Lokadata.ID

Beban berat anggaran pegawai negeri

Perkembangan anggaran belanja pegawai
Perkembangan anggaran belanja pegawai Arijal / LOKADATA.ID

Puluhan kementerian dan lembaga pemerintah di tingkat pusat ramai-ramai membuka lowongan pegawai negeri sipil (PNS). Dengan jumlah PNS di pemerintah pusat hampir satu juta orang, biaya yang dikeluarkan oleh pemerintah pun terus membesar.

Hingga saat ini, Badan Kepegawaian Negara (BKN) mencatat jumlah PNS dalam organisasi pemerintah pusat sudah mencapai 958.919 orang.
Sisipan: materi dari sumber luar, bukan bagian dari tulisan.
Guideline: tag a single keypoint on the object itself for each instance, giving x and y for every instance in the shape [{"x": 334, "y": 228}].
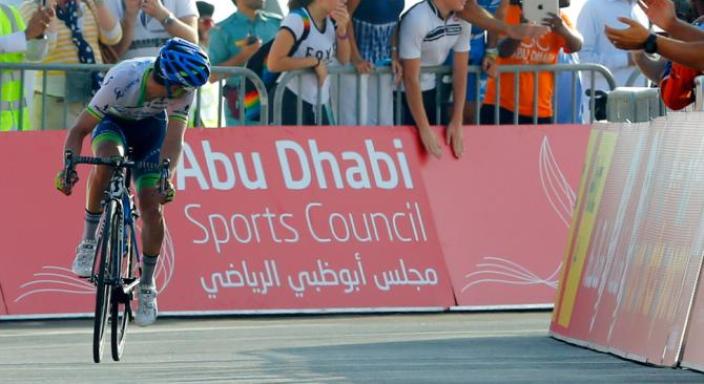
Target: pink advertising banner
[
  {"x": 694, "y": 343},
  {"x": 265, "y": 218},
  {"x": 503, "y": 210},
  {"x": 269, "y": 219}
]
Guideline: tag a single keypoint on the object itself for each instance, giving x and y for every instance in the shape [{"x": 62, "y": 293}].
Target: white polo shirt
[
  {"x": 149, "y": 34},
  {"x": 425, "y": 35},
  {"x": 317, "y": 43}
]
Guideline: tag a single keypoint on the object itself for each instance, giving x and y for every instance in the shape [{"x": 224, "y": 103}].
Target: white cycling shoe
[
  {"x": 85, "y": 253},
  {"x": 147, "y": 309}
]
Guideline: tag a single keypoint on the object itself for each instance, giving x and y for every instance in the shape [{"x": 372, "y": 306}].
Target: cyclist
[{"x": 143, "y": 103}]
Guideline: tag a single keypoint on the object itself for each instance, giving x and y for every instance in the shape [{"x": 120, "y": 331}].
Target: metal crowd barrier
[
  {"x": 241, "y": 74},
  {"x": 444, "y": 71}
]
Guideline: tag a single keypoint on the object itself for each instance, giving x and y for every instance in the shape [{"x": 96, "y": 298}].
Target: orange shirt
[{"x": 531, "y": 51}]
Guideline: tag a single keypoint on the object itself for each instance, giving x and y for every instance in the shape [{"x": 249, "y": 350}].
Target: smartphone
[{"x": 535, "y": 11}]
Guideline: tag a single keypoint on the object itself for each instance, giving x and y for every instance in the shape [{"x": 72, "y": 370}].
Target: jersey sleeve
[
  {"x": 462, "y": 44},
  {"x": 185, "y": 8},
  {"x": 105, "y": 97},
  {"x": 294, "y": 23},
  {"x": 411, "y": 34},
  {"x": 179, "y": 108}
]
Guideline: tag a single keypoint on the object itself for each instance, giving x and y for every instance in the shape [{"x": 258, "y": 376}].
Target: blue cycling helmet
[{"x": 183, "y": 63}]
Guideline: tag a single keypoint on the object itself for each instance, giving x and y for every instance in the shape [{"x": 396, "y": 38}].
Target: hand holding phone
[{"x": 536, "y": 11}]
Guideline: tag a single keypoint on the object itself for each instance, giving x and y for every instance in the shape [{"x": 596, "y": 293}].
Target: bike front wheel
[
  {"x": 121, "y": 310},
  {"x": 106, "y": 245}
]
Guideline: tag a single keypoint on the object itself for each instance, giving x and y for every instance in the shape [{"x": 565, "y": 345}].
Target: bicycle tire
[
  {"x": 103, "y": 288},
  {"x": 121, "y": 311}
]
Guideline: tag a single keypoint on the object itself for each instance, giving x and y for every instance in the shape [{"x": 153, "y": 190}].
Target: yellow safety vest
[{"x": 13, "y": 106}]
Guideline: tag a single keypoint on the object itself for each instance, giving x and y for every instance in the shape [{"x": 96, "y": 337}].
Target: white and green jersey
[{"x": 123, "y": 94}]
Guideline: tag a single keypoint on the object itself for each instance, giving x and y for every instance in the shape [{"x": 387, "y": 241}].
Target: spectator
[
  {"x": 371, "y": 32},
  {"x": 566, "y": 97},
  {"x": 313, "y": 33},
  {"x": 18, "y": 44},
  {"x": 73, "y": 37},
  {"x": 486, "y": 17},
  {"x": 147, "y": 24},
  {"x": 206, "y": 113},
  {"x": 530, "y": 51},
  {"x": 683, "y": 48},
  {"x": 427, "y": 33},
  {"x": 235, "y": 40},
  {"x": 593, "y": 17}
]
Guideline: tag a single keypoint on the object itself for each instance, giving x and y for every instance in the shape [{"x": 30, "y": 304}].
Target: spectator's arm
[
  {"x": 477, "y": 15},
  {"x": 355, "y": 56},
  {"x": 343, "y": 47},
  {"x": 129, "y": 20},
  {"x": 414, "y": 94},
  {"x": 685, "y": 53},
  {"x": 591, "y": 51},
  {"x": 651, "y": 68},
  {"x": 220, "y": 52},
  {"x": 633, "y": 38},
  {"x": 492, "y": 39},
  {"x": 573, "y": 39},
  {"x": 681, "y": 30},
  {"x": 508, "y": 46},
  {"x": 37, "y": 50},
  {"x": 13, "y": 43},
  {"x": 110, "y": 28},
  {"x": 185, "y": 28},
  {"x": 459, "y": 85},
  {"x": 280, "y": 61}
]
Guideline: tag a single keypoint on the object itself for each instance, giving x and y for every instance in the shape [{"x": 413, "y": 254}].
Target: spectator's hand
[
  {"x": 38, "y": 23},
  {"x": 631, "y": 38},
  {"x": 132, "y": 7},
  {"x": 341, "y": 16},
  {"x": 489, "y": 66},
  {"x": 555, "y": 23},
  {"x": 66, "y": 189},
  {"x": 661, "y": 12},
  {"x": 430, "y": 141},
  {"x": 155, "y": 9},
  {"x": 362, "y": 65},
  {"x": 397, "y": 70},
  {"x": 250, "y": 49},
  {"x": 526, "y": 30},
  {"x": 454, "y": 137},
  {"x": 321, "y": 71}
]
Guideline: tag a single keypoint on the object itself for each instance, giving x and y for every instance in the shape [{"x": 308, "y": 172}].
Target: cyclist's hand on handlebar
[
  {"x": 60, "y": 182},
  {"x": 169, "y": 192}
]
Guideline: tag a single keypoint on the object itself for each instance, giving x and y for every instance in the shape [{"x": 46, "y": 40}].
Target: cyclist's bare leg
[
  {"x": 152, "y": 237},
  {"x": 151, "y": 212}
]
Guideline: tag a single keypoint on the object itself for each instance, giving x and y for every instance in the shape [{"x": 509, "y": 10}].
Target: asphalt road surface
[{"x": 431, "y": 348}]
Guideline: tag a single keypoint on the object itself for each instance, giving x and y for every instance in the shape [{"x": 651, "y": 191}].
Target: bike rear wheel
[
  {"x": 121, "y": 310},
  {"x": 103, "y": 286}
]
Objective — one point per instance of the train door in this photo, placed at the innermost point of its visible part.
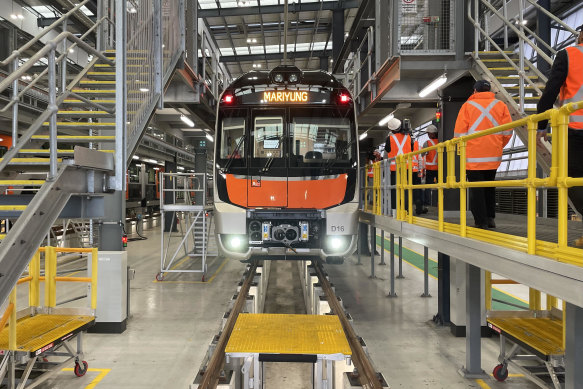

Dalam organisasi tersebut, tentu bukan hanya PNS, tetapi ada juga ada non-PNS semacam staf khusus, tenaga ahli, konsultan individual, dan lainnya.

Alokasi anggaran untuk sumber daya manusia itu dalam Anggaran Pendapatan dan Belanja Negara (APBN) tercatat dalam kelompok belanja pegawai. Menurut Kementerian Keuangan, belanja itu merupakan kompensasi dalam bentuk uang maupun barang yang diberikan kepada pegawai negeri, pejabat negara, dan pensiunan plus pegawai honorer.

Pada 2020, realisasi belanja pegawai mencapai Rp380,53 triliun atau 20,8 persen dari total anggaran. Dibandingkan realisasi tahun sebelumnya, jumlah belanja pegawai naik tipis 1,2 persen..

Dalam sembilan tahun terakhir, pertumbuhan belanja pegawai selalu di atas peningkatan jumlah pegawai pemerintah pusat. Pada tahun lalu misalnya, ketika jumlah PNS di pemerintah pusat bertambah 0,6 persen, belanja pegawai naik 1,2 persen. Bahkan di saat sebelum krisis seperti 2019, selisih pertumbuhan jumlah PNS pemerintah pusat dengan belanja pegawai sangat lebar, yaitu 1,5 persen berbanding 8,4 persen.

Hal ini menunjukkan, setiap ada kenaikan jumlah PNS, maka beban anggaran untuk belanja pegawai akan tumbuh lebih besar lagi. Pada tahun ini, alokasi anggaran belanja pegawai mencapai Rp421,14 triliun atau 21,1 persen dari total belanja pemerintah pusat.

Tanpa pengendalian jumlah PNS, lambat-laun sebagian besar pendapatan habis untuk belanja pegawai. Apalagi, jika tidak ada peningkatan kinerja penerimaan negara. Padahal, di sektor swasta, pemanfaatan teknologi informasi dan komunikasi terbukti bisa meningkatkan efisiensi di sektor tenaga kerja.

Bukan apa-apa, dalam 10 tahun terakhir (2011-2020) misalnya, rata-rata pertumbuhan penerimaan negara 5,7 persen per tahun. Sementara kenaikan belanja pegawai hampir dua kali lipat, yaitu mencapai 10,0 persen.